Module initialization now happens via the module_init() function. This function runs require_once on the admin, filter, system, user and watchdog modules. The filter module defines FILTER_HTML* and FILTER_STYLE* constants while being included. Next, other modules are include_once'd via module_list(). In order to be loaded, a module must (1) be enabled (that is, the status column of the "system" database table must be set to 1), and (2) Drupal's throttle mechanism must determine whether or not the module is eligible for exclusion when load is high. First, it determines whether the module is eligible by looking at the throttle column of the "system" database table; then, if the module is eligible, it looks at $conf["throttle_level"] to see whether the load is high enough to exclude the module. Once all modules have been include_once'd and their names added to the $list local array, the array is sorted by module name and returned. The returned $list is discarded because the module_list() invocation is not part of an assignment (e.g., it is simply module_list() and not $module_list = module_list()). The strategy here is to keep the module list inside a static variable called $list inside the module_list() function. The next time module_list() is called, it will simply return its static variable $list rather than rebuilding the whole array. We see that as we follow the final objective of module_init(); that is, to send all modules the "init" callback.

To see how the callbacks work let's step through the init callback for the first module. First module_invoke_all() is called and passed the string enumerating which callback is to be called. This string could be anything; it is simply a symbol that call modules have agreed to abide by, by convention. In this case it is the string "init".

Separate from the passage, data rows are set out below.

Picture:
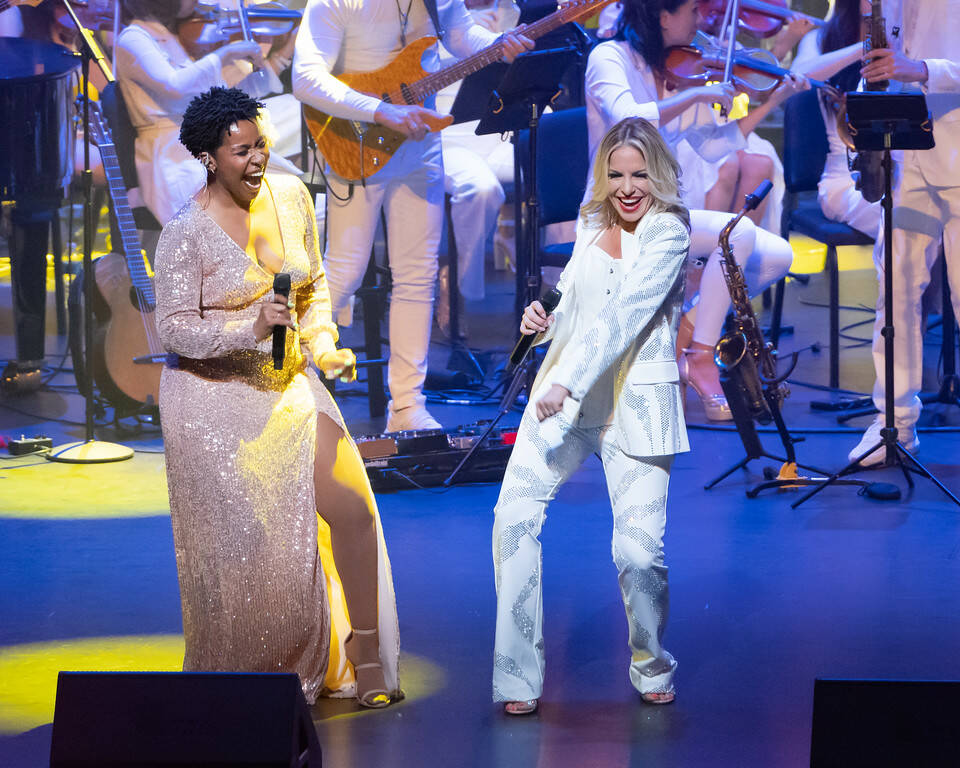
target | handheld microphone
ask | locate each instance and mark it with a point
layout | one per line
(281, 287)
(549, 300)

The module_invoke_all() function now steps through the list of modules it got from calling module_list(). The first one is "admin", so it calls module_invoke("admin","init"). The module_invoke() function simply puts the two together to get the name of the function it will call. In this case the name of the function to call is "admin_init". If a function by this name exists, the function is called and the returned result, if any, ends up in an array called $return which is returned after all modules have been invoked. The lesson learned here is that if you are writing a module and intend to return a value from a callback, you must return it as an array.

Back to common.inc. There is a check for suspicious input data. To find out whether or not the user has permission to bypass this check, user_access() is called. This retrieves the user's permissions and stashes them in a static variable called $perm. Whether or not a user has permission for a given action is determined by a simple substring search for the name of the permission (e.g., "bypass input data check") within the $perm string. Our $perm string, as an anonymous user, is currently "0access content, ". Why the 0 at the beginning of the string? Because $perm is initialized to 0 by user_access().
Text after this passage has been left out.